It is stripped off - the paper - in great patches . . . The colour is repellent . . . In the places where it isn't faded and where the sun is just so - I can see a strange, provoking, formless sort of figure, that seems to skulk about . . .'
Based on the author's own experiences, 'The Yellow Wallpaper' is the chilling tale of a woman driven to the brink of insanity by the 'rest cure' prescribed after the birth of her child. Isolated in a crumbling colonial mansion, in a room with bars on the windows, the tortuous pattern of the yellow wallpaper winds its way into the recesses of her mind.

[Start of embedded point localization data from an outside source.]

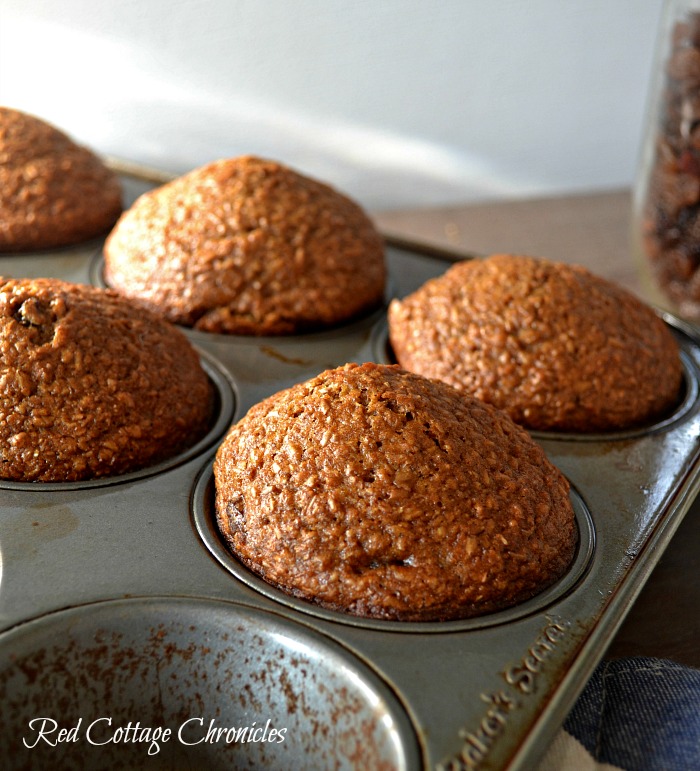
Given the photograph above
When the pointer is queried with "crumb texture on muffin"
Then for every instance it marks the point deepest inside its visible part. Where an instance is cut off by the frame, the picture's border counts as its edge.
(91, 386)
(555, 346)
(380, 493)
(53, 192)
(248, 246)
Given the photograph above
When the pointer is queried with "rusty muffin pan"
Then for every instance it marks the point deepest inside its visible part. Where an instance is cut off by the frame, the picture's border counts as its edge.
(130, 637)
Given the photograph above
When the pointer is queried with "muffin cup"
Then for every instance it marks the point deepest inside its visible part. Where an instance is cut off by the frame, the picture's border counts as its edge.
(173, 683)
(204, 517)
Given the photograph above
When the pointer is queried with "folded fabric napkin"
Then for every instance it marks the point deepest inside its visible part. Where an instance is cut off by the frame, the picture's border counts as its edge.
(636, 714)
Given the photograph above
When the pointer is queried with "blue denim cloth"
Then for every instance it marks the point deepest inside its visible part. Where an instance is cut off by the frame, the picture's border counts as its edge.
(640, 714)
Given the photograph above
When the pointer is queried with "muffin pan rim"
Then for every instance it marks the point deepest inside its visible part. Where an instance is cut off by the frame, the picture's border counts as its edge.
(688, 401)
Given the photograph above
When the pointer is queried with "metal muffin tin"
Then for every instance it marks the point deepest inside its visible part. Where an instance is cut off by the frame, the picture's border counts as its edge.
(123, 616)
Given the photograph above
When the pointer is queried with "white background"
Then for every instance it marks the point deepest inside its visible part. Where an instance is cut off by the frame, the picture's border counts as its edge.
(397, 102)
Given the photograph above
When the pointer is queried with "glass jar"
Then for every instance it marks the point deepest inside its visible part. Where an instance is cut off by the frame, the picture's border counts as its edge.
(666, 199)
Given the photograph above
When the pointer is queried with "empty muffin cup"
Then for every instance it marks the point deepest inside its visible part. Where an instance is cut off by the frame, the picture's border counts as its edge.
(186, 683)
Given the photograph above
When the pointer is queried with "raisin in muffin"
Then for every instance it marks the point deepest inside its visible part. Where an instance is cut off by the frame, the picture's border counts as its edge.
(53, 192)
(555, 346)
(90, 385)
(380, 493)
(248, 246)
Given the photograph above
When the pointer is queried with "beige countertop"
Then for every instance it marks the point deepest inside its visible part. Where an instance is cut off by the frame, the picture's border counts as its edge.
(591, 230)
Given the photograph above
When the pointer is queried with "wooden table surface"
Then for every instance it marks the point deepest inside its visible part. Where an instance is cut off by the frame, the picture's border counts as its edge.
(591, 230)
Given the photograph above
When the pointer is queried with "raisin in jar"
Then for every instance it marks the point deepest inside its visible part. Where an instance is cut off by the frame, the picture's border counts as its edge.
(666, 202)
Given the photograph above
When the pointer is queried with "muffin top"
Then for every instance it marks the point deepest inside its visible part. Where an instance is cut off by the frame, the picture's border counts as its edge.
(52, 191)
(248, 246)
(380, 493)
(553, 345)
(91, 386)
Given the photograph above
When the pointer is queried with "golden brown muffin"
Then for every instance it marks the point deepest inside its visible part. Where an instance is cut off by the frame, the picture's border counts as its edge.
(380, 493)
(52, 191)
(248, 246)
(90, 385)
(554, 346)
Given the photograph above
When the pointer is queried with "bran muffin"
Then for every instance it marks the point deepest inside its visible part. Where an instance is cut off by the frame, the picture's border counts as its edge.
(377, 492)
(248, 246)
(91, 386)
(53, 192)
(553, 345)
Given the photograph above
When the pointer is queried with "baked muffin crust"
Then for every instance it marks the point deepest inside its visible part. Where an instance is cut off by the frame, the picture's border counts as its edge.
(555, 346)
(91, 386)
(53, 192)
(380, 493)
(248, 246)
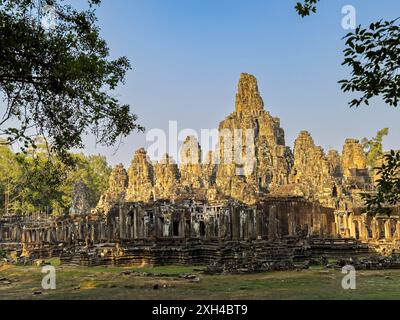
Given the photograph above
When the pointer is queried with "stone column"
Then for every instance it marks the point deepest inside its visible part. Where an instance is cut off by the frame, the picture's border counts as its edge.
(235, 223)
(272, 225)
(388, 231)
(397, 235)
(122, 223)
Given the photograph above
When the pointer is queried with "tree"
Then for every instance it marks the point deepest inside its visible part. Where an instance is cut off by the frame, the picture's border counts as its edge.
(58, 82)
(306, 8)
(31, 184)
(373, 55)
(373, 148)
(388, 186)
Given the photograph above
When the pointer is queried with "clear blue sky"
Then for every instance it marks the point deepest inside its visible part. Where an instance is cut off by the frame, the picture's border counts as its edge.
(188, 54)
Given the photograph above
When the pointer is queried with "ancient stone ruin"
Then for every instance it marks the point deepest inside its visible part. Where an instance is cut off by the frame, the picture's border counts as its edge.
(253, 202)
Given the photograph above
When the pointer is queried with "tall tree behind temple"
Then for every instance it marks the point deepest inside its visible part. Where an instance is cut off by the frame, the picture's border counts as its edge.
(33, 184)
(373, 148)
(373, 56)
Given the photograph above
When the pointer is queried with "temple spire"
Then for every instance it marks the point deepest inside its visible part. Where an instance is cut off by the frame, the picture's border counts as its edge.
(248, 98)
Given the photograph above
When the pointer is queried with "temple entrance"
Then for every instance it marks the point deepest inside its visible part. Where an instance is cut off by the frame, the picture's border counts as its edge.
(175, 227)
(202, 229)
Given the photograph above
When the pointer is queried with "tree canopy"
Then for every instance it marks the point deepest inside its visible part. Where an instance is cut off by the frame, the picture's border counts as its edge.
(59, 82)
(30, 183)
(372, 54)
(373, 148)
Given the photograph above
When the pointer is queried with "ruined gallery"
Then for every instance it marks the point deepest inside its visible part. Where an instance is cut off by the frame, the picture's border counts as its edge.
(282, 208)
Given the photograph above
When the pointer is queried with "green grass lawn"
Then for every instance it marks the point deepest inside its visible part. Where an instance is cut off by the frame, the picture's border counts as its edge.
(165, 283)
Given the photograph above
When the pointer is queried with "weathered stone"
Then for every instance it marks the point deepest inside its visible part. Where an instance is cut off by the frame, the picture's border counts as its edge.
(141, 178)
(117, 187)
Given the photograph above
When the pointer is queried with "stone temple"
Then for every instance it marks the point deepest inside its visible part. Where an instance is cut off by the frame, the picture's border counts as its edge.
(252, 201)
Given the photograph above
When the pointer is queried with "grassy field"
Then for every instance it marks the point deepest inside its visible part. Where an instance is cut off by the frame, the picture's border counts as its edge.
(166, 283)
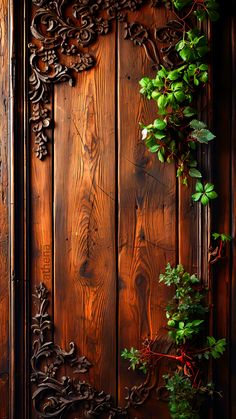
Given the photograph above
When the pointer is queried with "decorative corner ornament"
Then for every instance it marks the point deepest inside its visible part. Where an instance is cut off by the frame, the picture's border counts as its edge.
(55, 395)
(54, 35)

Charlotte Perkins Gilman was America's leading feminist intellectual of the early twentieth century. In addition to her masterpiece 'The Yellow Wallpaper', this new edition includes a selection of her best short fiction and extracts from her autobiography.
Rowan writes: Charlotte Perkins Gilman is a fascinating character, a pioneer in the fields both of feminism, and psychological horror. Her mistress-piece, The Yellow Wallpaper, is a tale which combines both these themes in investigating the consequences of the way in which mentally ill women were treated in Victorian times by the complete removal of all stimulation, a which could be worse than the disease. A triumph of insightful social observation and dark psychological exploration.
Charlotte Anna Perkins (1860-1935) married at the age of twenty-four, but three years later separated from her husband. She was a writer of non-fiction and poetry, an editor, feminist theorist, and most of her work is about the status and oppression of women. She married again in 1900 but committed suicide a year after her husband died of inoperable cancer.